As the day progresses, Alzoukani is relieved of coffee duty by a fellow Syrian, Ali Ghbis, who was once a television cameraman and director in Damascus. Unlike Alzoukani, who came to the United States on his own visa, Ali was resettled as a refugee with his wife and four sons, who range in age from 10 to 18 years old.
Ali’s family spent four years in Egypt before being cleared to enter the United States. Recently, they bought a home in Stone Mountain.
At 1 p.m., coffee shop manager Leon Shombana, originally from the Democratic Republic of the Congo, welcomes six students to a workshop on chai, which he explains is a Hindi derivative of a Chinese word, meaning “tea.”
“The thing that makes the chai at Refuge Coffee special is that it’s homemade,” he explains. “I think you will find it different from the chai at Starbucks.”
The secret, Leon says, is in the spices. He dumps fresh ginger, brown sugar, peppercorns, cloves, star anise, and cardamom into a two-gallon pot of boiling water. While the spices steep, an enticing aroma wafts through the building. As he meticulously prepares the tea, Leon shares his history with the group.
After long-ruling dictator Mobutu Sese Seko was ousted from power and Laurent Kabila was installed as president in 1997, the DR Congo plunged into a civil war that would go on for the next six years. This was a traumatic time for Leon’s family, as his father and several relatives were killed in the violence. Leon finally fled the country in 2003.
“I had to get out,” he said. “For me, there was no way to survive otherwise.” He spent about nine years in Swaziland before coming to the United States.
As the workshop participants watch, Leon pauses his story to add black tea leaves to his pot, then continues speaking.
He was working in a chicken plant about four years ago, Leon says, when his “neighbor Kitti” asked him to come into Refuge for an interview. He landed the job, and his responsibility has grown with the business ever since.

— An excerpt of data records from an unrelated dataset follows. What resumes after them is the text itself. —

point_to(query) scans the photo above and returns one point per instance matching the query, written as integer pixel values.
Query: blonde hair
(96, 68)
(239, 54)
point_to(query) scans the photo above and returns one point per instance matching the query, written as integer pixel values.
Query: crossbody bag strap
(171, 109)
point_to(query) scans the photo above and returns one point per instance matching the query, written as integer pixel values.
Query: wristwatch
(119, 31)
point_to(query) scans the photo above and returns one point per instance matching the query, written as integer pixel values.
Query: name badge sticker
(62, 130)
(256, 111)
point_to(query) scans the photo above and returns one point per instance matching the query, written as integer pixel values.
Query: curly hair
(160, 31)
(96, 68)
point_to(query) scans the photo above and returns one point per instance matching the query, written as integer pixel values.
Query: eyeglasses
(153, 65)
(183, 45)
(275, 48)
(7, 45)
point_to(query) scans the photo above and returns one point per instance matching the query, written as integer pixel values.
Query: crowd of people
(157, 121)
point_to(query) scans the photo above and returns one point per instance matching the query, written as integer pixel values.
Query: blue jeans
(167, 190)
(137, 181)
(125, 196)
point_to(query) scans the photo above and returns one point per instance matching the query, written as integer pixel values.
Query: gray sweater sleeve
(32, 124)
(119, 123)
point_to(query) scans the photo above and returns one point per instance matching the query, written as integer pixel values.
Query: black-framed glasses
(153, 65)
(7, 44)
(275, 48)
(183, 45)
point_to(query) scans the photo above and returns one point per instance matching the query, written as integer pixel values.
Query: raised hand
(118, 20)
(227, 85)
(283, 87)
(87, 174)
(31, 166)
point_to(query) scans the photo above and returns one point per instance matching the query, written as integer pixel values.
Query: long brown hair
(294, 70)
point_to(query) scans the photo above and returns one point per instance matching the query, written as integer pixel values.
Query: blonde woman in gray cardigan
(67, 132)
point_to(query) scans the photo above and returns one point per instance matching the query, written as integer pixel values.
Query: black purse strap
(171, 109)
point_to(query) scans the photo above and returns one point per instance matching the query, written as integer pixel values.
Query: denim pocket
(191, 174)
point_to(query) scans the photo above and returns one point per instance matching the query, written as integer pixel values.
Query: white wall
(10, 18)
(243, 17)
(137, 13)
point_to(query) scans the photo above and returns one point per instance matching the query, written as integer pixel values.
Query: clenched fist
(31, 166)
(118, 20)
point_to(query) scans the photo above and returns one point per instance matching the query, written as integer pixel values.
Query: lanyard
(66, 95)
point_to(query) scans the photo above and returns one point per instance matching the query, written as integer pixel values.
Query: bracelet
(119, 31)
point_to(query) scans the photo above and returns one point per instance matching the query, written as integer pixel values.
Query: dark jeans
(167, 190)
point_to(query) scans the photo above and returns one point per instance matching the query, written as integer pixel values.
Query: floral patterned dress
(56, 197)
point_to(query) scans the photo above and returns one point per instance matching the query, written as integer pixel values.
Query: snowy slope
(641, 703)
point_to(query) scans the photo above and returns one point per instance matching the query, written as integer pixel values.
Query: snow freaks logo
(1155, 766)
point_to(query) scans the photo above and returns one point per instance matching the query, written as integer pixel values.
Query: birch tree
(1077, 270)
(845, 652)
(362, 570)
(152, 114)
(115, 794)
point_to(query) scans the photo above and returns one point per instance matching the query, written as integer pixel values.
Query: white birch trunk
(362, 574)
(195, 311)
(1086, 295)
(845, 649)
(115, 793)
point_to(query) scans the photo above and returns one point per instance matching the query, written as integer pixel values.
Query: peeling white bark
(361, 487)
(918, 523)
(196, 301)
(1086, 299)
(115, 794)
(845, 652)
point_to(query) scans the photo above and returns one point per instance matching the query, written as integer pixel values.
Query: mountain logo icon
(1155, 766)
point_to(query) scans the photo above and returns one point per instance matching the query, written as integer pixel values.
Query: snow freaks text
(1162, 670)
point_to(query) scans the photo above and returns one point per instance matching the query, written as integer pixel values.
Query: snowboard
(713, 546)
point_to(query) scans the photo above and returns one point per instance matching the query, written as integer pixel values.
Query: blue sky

Refuge exists, Leon says, “because of perseverance” and “hard work.” The same could be said for him.
As he finishes his story, Leon stands up to remove the various ingredients from the chai pot with a big strainer. Then, he carefully serves the strong, sweet tea.
BY MIDAFTERNOON, a lull has set in. During the school year, Saturday afternoons often bring carloads of students from Emory University, Columbia Theological Seminary, or Agnes Scott College. But with most summer programs over and fall classes yet to begin, there are no chattering crowds today.
A few more customers come in: some members of a Christian and Missionary Alliance church from North Carolina doing volunteer work with refugees in a nearby apartment complex and some young adults from Buckhead. With no one else in sight, Alzoukani returns and with Ali and Leon shuts down the shop a little before the usual 7 p.m. closing time.
Two days later, they are back on-site, gathered around picnic tables outside the coffee truck for a meeting of most of the 13-member staff. The object of today’s gathering is to brainstorm with Kitti and one another about how to grow the business and how to raise funds for air conditioning, bathroom renovation, and an additional truck. First Presbyterian’s Epiphany grant jump-started the fundraising.
In the cool of the Monday morning, Kitti looks around and expresses appreciation to the workers for their enthusiasm and team-building spirit.
“I started this very aware of my own limitations,” Kitti says. “I love it that this is a place where friends from other countries can feel loved and welcome, and where people can rethink their views of people not like themselves in the process.”
The coffee shop is a refuge for anyone who wants a respite where, caffeinated or decaf, every cup comes with a generous serving of hospitality.